Non-proprietary data that support the findings of this study are available from the corresponding author upon reasonable request.
Angiopoietin-like 3 (ANGPTL3), a protein secreted by the liver, is a regulator of lipoprotein metabolism1. Humans carrying ANGPTL3 loss-of-function mutations have reduced plasma triglyceride (TG), low-density lipoprotein cholesterol (LDL-C) and high-density lipoprotein cholesterol (HDL-C) levels. Antibody-mediated inhibition of ANGPTL3 reduces TG, LDL-C, and HDL-C in mice2, monkeys2, and humans3. ANGPTL3 inhibits lipoprotein lipase (LPL) and endothelial lipase (EL). The TG- and HDL-C-lowering effects of ANGPTL3 inhibition are due to increased LPL and EL activity, respectively2; however, the mechanism for lowering LDL-C remains a mystery. It appears to be independent of the LDL receptor (LDLR), as ANGPTL3 inhibition reduces LDL-C in Ldlr knockout (KO) mice4 and patients with homozygous familial hypercholesterolemia (hoFH)3.

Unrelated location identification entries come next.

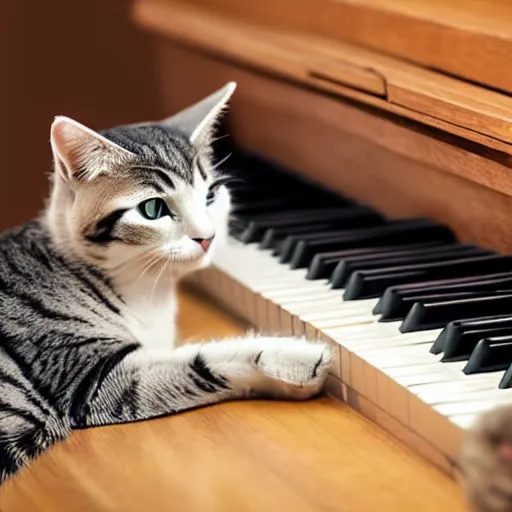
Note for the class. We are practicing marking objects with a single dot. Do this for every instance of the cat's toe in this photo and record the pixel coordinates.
(300, 367)
(486, 462)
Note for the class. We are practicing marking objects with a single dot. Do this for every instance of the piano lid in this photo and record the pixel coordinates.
(306, 42)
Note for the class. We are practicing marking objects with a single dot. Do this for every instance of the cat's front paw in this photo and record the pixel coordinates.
(293, 368)
(486, 462)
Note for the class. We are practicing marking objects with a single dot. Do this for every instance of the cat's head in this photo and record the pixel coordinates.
(140, 199)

We previously reported that hepatic overexpression of EL in hypercholesterolemic mice reduced non-HDL-C, LDL-C, and apoB levels5, suggesting that increased EL activity as a result of ANGPTL3 inhibition could contribute to the LDL-C reduction. In this report, we tested the dependence of LDL-C reduction upon Angptl3 silencing on EL by using mice lacking EL (EL-KO). Because wild-type (WT) and EL-KO mice have extremely low LDL-C levels, we raised LDL-C by using an siRNA to silence the hepatic Ldlr. Then we administered an Angptl3 siRNA or a control siRNA and compared the changes in plasma lipid levels in WT and EL-KO mice.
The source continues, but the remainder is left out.